The second reason I discern a scheme came to my attention through a recent discussion I read regarding Rhode Island and its attempt to change its name. Evidently there is a motion to shorten Rhode Island’s name and remove the “and Providence Plantations” from its official name. According to the article, the bill’s sponsor, Rep. Joseph Almeida, argues for the name change on the basis that by removing the name, Rhode Islanders simultaneously acknowledge the fact that slavery existed in Rhode Island and denounce that chapter of history. Your logic, sir, is flawed. History is not there for you to pick and choose what to remember. In fact, by leaving the name as it is, those like Chris Matthews who absolve the North of slavery cannot do so as liberally when it is literally in the name of the state. Those against the name change do not point to this, but to the fact that it indicates the religious tolerance of the state and would ignore a “positive part of history.” Others degrade and derail the entire conversation by inserting monetary inconveniences to the conversation. Money is not the issue; abuse of history is.

These value judgments that encourage line edits of history are not unique to this situation, but they are problematic. Both religious tolerance (which, by the way, only indicates religious intolerance elsewhere and thereby can be negatively connoted) and slavery are a part of Rhode Island’s history as well as America’s. Removing that nominal reminder for the sake of contemporary political correctness ultimately serves a way to forget the past. You must never forget the past. It is, after all, prologue.

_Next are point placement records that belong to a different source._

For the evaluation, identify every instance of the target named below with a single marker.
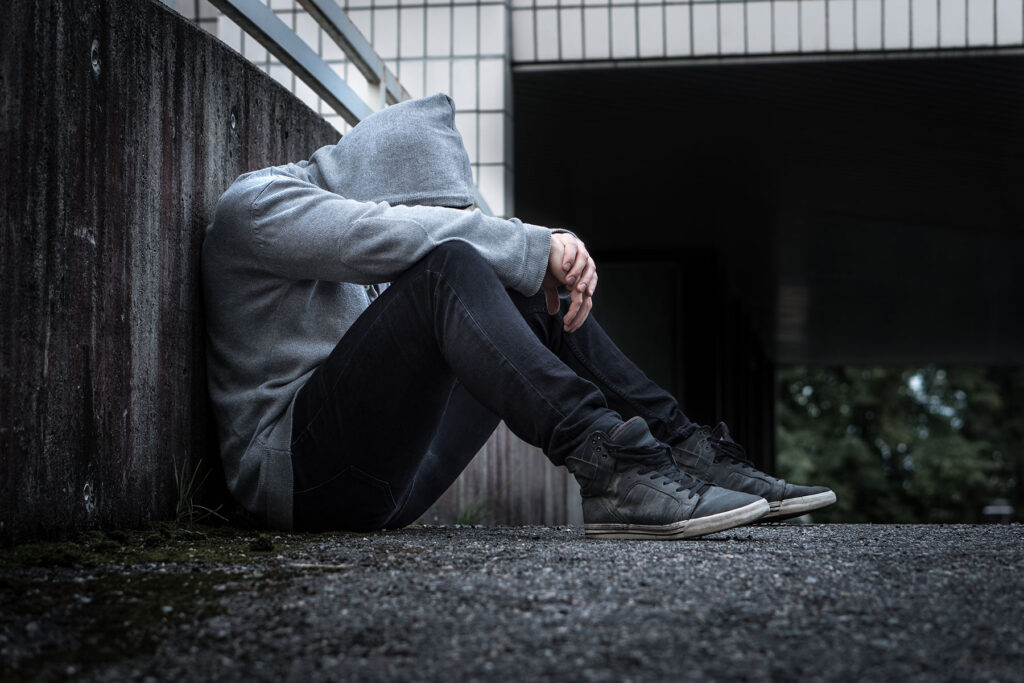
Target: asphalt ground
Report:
(768, 602)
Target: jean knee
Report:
(458, 259)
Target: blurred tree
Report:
(904, 444)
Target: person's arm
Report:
(300, 230)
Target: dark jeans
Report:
(421, 379)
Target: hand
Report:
(570, 264)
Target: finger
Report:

Forgetting slavery or treating it as something removed and disgusting is not honoring my ancestors nor bettering my circumstances. I am of the opinion that everything happens for a reason. Therefore, you cannot act as if something that does not agree with your sensibilities did not happen. Slavery did happen. It is our duty to address it, learn from it, and make sure it never happens again. Forgetting it is not the answer and should not even be a part of the question. Political correctness’s army is trying its hardest to make me forget by either blatantly rewriting history or outright striking it from the record. In your good faith, you may not realize that is what you are effectively doing, but I see what you’re doing and I disapprove.

As a good social scientist I agree that race is a social construct. My race, black-African-American for the pc-ers out there-, is largely constructed from our past. If you take that away, you leave us with phenotypical markers of race. No one, especially those historical revisionists and pc-ers , wants to revisit those times when race was a biological fact and I was sub-human. Heed the direction you are heading in when you try to doctor history in a way that suits your needs and undermines the past.

You have to know where you’ve been before you can know where you’re going. We’ve been in some bad places but our progeny must know that. Don’t take that history away from them.